Question

A force on a particle as the function of displacement x (in x-direction) is given by
F=10+0.5x
The work done corresponding to displacement of particle from x=0 to x=2 unit is
A. 25 J
B. 29 J
C. 21 J
D. 18 J

Answer 1

To solve this problem, use the formula for work done due to small displacement by force F. Substitute the values and put the limits of displacement from x=0 to x=2. Solve the equation and find the value of work done. This obtained value will be the The work done corresponding to displacement of particles from x=0 to x=2 units.

Formula used:
$dW= F. dx$

Complete step by step answer:
Given: Force on a particle, F= 10+0.5x
Work done due to small displacement dx by force F is given by,
$dW= F. dx$ ...(1)
Where, dx is a small displacement
Integrating above equation we get,
$W= \int F. dx$ ...(2)
Displacement of the particle is from x=0 to x=2 units. So, equation. (2) becomes,
$W= \int _{0}^{2} (10+0.5x) dx$
$\Rightarrow W= \int _{0}^{2}(10x + \dfrac {0.5{x}^{2}}{2})$
$\Rightarrow W= 10(2) + \dfrac{0.5 \times {2}^{2}}{2}$
$\Rightarrow W= 20 + \dfrac {0.5 \times 4}{2}$
$\Rightarrow W= 20 + \dfrac {2}{2}$
$\Rightarrow W= 20 +1$
$\therefore W= 21 J$
Hence, the work done corresponding to displacement of particles from x=0 to x=2 units is 21 J.

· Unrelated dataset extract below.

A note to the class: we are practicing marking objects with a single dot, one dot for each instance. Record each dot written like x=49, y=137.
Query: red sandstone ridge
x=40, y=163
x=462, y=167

So, the correct answer is “Option C”.

Note:
Students must take care while taking the integration. This is the most common mistake made by the students while solving these types of problems. Students should take care while putting in the limits. If we make even a small mistake then the solution will give us a different solution altogether.